D'où la première question : pourquoi impuissants?  Pour différents motifs dont plusieurs pointent vers les tares congénitales de l'ONU.  Dans sa confrontation avec Belgrade, l'ONU a beaucoup parlé, plus parlé qu'agi, agi aussi avec la lenteur que pouvaient exploiter les leaders serbes.  L'ONU, faute de rallier à sa lecture du problème la Russie et la Chine, a choisi de s'en remettre à l'OTAN au lieu d'intervenir elle-même.  Elle faisait faire ce qu'elle ne voulait pas faire directement.  Elle substituait ainsi à une armée qu'aurait déléguée la communauté internationale une force de frappe aux ordres de l'OTAN et donc des États-Unis.  Triste héritage de la guerre froide, l'OTAN n'a rien pour séduire les Russes qui ont tout fait pour paralyser ou ralentir ses gestes.  Comme si cela ne suffisait pas, l'ONU, quand elle est enfin passée à l'action, n'a accouché que d'un mandat alambiqué.  D'une part, les 1 700 policiers internationaux font partie d'une Mission intérimaire; d'autre part, le Conseil de sécurité oblige cette mission à considérer le Kosovo comme faisant toujours partie de la Yougoslavie, mais à accroître dès maintenant la marge d'autonomie de la population kosovar en attendant un hypothétique accord politique.  On peut soupçonner enfin que l'aide promise par la communauté internationale a été plus rapide et abondante dans les déclarations que sur le terrain.

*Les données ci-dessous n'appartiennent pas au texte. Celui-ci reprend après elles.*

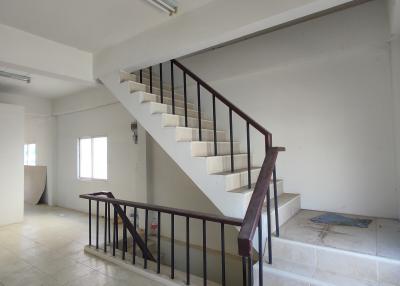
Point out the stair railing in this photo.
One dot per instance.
(248, 226)
(109, 200)
(232, 108)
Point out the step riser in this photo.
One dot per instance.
(188, 134)
(165, 93)
(124, 76)
(156, 83)
(164, 108)
(236, 181)
(169, 120)
(202, 149)
(148, 97)
(338, 262)
(279, 185)
(223, 164)
(137, 86)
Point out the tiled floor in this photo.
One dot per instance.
(381, 238)
(47, 249)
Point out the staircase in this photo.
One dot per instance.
(227, 189)
(222, 168)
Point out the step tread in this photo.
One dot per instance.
(164, 96)
(310, 274)
(205, 129)
(182, 116)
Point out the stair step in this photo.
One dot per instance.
(219, 164)
(206, 148)
(332, 265)
(150, 97)
(247, 193)
(156, 82)
(239, 178)
(288, 273)
(137, 86)
(192, 134)
(156, 107)
(173, 120)
(125, 76)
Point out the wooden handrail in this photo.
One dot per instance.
(254, 210)
(179, 212)
(236, 109)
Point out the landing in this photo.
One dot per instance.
(381, 238)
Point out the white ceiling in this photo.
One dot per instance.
(41, 86)
(89, 25)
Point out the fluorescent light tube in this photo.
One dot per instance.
(164, 6)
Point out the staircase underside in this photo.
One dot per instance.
(308, 253)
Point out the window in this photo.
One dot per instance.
(92, 158)
(30, 154)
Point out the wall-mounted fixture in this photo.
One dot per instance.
(134, 131)
(168, 6)
(15, 76)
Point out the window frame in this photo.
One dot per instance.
(90, 179)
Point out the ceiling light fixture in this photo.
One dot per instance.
(15, 76)
(168, 6)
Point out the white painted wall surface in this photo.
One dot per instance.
(11, 164)
(212, 24)
(126, 161)
(40, 130)
(20, 49)
(323, 88)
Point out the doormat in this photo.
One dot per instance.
(336, 219)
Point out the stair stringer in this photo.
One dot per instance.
(228, 203)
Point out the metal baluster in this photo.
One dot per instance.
(161, 85)
(248, 155)
(260, 253)
(124, 236)
(215, 127)
(172, 248)
(276, 203)
(223, 253)
(231, 139)
(159, 242)
(199, 108)
(115, 230)
(187, 252)
(146, 230)
(133, 239)
(244, 270)
(90, 222)
(269, 226)
(172, 87)
(105, 226)
(250, 270)
(204, 253)
(185, 97)
(151, 79)
(97, 224)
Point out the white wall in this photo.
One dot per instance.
(323, 88)
(212, 24)
(35, 54)
(39, 129)
(126, 161)
(11, 164)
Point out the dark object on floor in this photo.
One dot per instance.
(336, 219)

Une deuxième question concernerait non plus l'ONU et la persistante animosité entre les membres du Conseil de sécurité, mais l'OTAN.  Dominée comme elle l'est par les États-Unis, l'OTAN s'interdisait dès le départ toute intervention terrestre.  Pas question que des Américains risquent leur vie.  À larguer des bombes, on n'empêche pas l'épuration ethnique de se poursuivre sur le terrain.  Les Serbes en ont surabondamment profité.  Il n'était pas question non plus que les États-Unis paient enfin leur cotisation à l'ONU.  Les ressources mises à la disposition de Bernard Kouchner et de son administration demeurent donc aujourd'hui en deça des besoins.  Au tour des Kosovars d'en profiter.

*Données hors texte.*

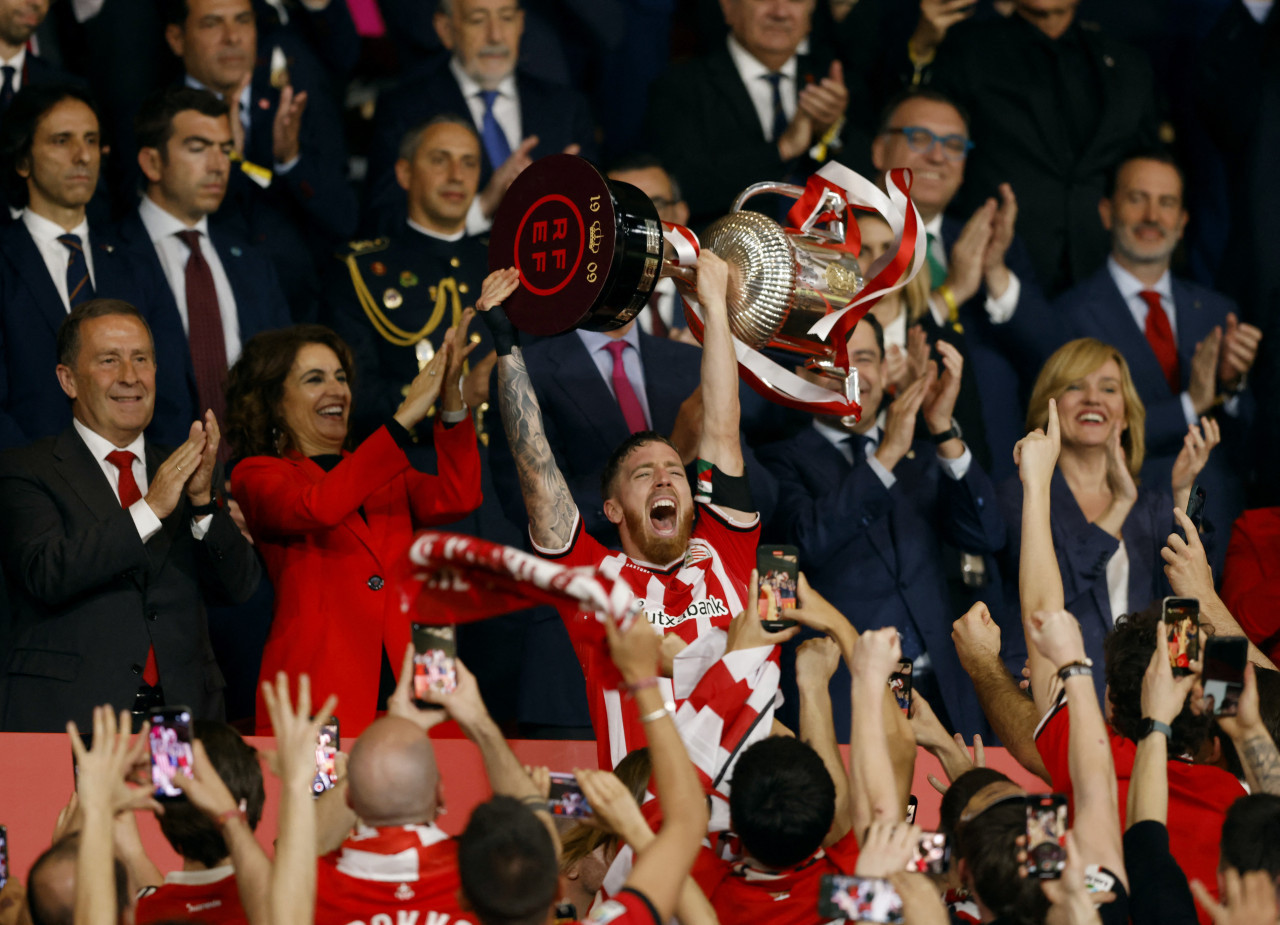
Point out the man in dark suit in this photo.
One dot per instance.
(753, 110)
(868, 509)
(1187, 357)
(50, 261)
(223, 291)
(983, 291)
(113, 541)
(1055, 104)
(586, 413)
(519, 117)
(289, 195)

Les interventions récentes de l'ONU ont causé tant de dégâts en Yougoslavie, au Timor oriental, en Somalie, que certains ne les souhaitent plus.  Ce n'est poutant pas dans cette direction qu'il faut chercher.  Ne pas agir, comme au Rwanda, est plus déshonorant que se saisir du problème maladroitement et trop tard.  En revanche, il est patent que de telles interventions, pour généreuses qu'elles soient dans leur intention, n'ont de chance d'améliorer les choses que si elles procèdent vraiment d'une volonté commune et que si elles demeurent du début à la fin des gestes de la communauté internationale.  Si la Chine, qui répugne à l'intrusion dans les affaires intérieures de la Yougoslavie, met son ambassade au service des communications militaires serbes, on ne s'étonnera pas que les États-Unis par OTAN interposée bombardent l'édifice.  Si la Russie n'est pas non plus d'accord avec l'entrée en scène de l'OTAN, on ne se surprendra pas si des soldats russes bloquent l'aéroport de Pristina au lieu d'y faciliter la circulation.  Quand les jeux de coulisse émiettent l'intervention commune, ce n'est pas l'intervention qu'il faut remettre en question, mais la mauvaise foi des acteurs.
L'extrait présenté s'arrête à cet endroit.